Up until recently the American people have been laughing with the President. His quick quips and ready wit have fended off his critics. But not so much anymore.

Those who apparently want to bring Reagan down are deriding him, calling him a clown, someone to be laughed at. The danger lies in the possibility that they might make this charge stick.

If the way one Democratic elder statesman has described Reagan - an ''amiable dunce'' - becomes a widespread public view, then Mr. Reagan's effectiveness will be greatly reduced. In fact, the nation might have to stumble along with a presidency in disarray for another three years, relatively leaderless until the 1984 election.

But the fact is that, more and more, the presidential put-down artists are definitely on the trail of Mr. Reagan. They say he has to turn to those around him before he can make a decision. They say he's lazy, working only a few hours each day. They say he has no comprehension of economics. They call him a persuasive salesman of programs he never really understands.

Budget director Stockman's really damaging blow was that he seemed to help give validity to charges that Reagan is a lightweight who doesn't know what he is doing. Those who laughed derisively at Stockman's admissions quoted in the Atlantic Monthly were alleging that Reagan's right-hand man in shaping and implementing his economic plan had conceded the President was proceeding to repair the economy in a silly, makeshift, guessing way.

Personnel problems within the administration have also played into the hands of those who would ridicule the President and thus erode his effectiveness: Haig's tiffs with Allen and Baker, Haig's differences with Weinberger, and now the allegations surrounding Allen and the $1,000 ''thank-you'' money from Japanese journalists.

The laughers laugh and use the President's ''We're a happy group'' line as their big yak getter. But they fail to note that when Reagan said this at his press conference, he, too, was smiling. It was meant as a bit of irony, said by a man who was well aware of his internal problems.

That perceptive political observer David Broder was one of the first to point out the dangers that come from the breaking of a president by his critics - how the American people as a whole are the losers when the nation thus has to drift on with weak leadership until the next election.

For a time, of course, detractors of President Nixon were apparently trying to sap him of his effectiveness.
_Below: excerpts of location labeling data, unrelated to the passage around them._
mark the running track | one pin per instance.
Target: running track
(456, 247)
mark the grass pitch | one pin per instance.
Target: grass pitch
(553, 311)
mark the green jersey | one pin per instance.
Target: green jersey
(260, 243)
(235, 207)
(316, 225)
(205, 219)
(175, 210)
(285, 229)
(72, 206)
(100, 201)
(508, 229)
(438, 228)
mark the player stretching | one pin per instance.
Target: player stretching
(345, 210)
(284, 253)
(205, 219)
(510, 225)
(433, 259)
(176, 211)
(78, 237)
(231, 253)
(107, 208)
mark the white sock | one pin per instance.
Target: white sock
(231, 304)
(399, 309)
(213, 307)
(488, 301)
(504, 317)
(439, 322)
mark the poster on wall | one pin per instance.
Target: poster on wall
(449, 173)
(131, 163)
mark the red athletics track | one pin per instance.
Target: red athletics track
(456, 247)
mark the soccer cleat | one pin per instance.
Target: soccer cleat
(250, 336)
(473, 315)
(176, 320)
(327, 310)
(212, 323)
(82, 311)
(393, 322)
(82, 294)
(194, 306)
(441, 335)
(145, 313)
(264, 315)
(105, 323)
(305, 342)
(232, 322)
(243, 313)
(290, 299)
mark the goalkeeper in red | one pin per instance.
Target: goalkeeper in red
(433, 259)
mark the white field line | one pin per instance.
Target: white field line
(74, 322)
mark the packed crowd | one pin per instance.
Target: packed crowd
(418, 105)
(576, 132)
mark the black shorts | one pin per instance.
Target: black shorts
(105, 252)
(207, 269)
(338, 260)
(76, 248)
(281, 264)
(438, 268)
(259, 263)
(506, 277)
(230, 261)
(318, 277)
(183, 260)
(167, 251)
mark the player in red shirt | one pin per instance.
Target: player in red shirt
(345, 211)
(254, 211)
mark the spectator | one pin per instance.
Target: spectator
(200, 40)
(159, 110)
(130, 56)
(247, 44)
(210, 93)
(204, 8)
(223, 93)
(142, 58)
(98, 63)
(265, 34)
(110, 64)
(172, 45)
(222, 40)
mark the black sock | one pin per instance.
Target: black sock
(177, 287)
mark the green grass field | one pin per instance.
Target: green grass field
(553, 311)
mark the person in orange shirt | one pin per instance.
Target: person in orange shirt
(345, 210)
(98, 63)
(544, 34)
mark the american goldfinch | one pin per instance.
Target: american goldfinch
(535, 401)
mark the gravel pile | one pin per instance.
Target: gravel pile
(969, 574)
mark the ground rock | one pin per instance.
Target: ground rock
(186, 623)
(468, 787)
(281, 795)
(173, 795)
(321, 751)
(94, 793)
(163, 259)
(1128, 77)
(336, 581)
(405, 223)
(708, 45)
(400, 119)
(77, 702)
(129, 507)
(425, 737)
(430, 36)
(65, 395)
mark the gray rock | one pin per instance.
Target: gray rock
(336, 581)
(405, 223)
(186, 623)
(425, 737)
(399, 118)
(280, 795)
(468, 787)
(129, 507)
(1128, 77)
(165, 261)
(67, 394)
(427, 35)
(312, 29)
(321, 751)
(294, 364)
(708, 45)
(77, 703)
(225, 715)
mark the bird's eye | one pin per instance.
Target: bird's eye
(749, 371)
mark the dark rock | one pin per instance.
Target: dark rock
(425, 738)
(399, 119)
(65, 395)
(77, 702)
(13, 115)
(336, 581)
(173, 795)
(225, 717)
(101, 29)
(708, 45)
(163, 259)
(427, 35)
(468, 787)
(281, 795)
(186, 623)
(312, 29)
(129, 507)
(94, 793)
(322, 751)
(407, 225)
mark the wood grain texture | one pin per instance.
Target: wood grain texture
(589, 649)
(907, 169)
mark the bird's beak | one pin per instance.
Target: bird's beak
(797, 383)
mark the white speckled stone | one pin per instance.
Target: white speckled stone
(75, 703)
They failed. But then Nixon went down by his own self-inflicted wounds.

Anti-Vietnam war foes were on Lyndon Johnson's back. And he was left relatively impotent politically during the last part of his administration. Again it can be said that Johnson's wounding was largely self-inflicted. However , the nation certainly wasn't helped by having so many months without effective leadership.

The point that some presidential watchers here are making is not that the President shouldn't be subject to good, substantive, constructive criticism. Instead, they are contending that no President should be discredited by his critics for trivial reasons and certainly not before he has had an opportunity to try out his programs.

To make Reagan out to be a laughingstock, they argue, does nothing toward shoring up a presidency in which everyone, including these very same critics, have a stake.

All this is not to say that the President now is on the run. Indeed, he is dipping in polls rating his performance, below the 50 percent point for the first time in at least one national survey. Congress is getting obstinate, too. And the economy's descent gives Reagan little comfort.

This is, obviously, a ''down'' time for Reagan. But there is no indication that he won't bounce back. His new peace offensive in Europe is giving him a decided lift. And Reagan's resiliency has been noted over the years, as in the days when he was governor.

However, it also must be noted that the ''boo birds'' are really after Reagan these days. It is an entirely new, more unfriendly climate for the President. Will he be able to fend off these critics? Will he, indeed, be able to discredit his scoffers and keep most of the American people laughing with him, not at him?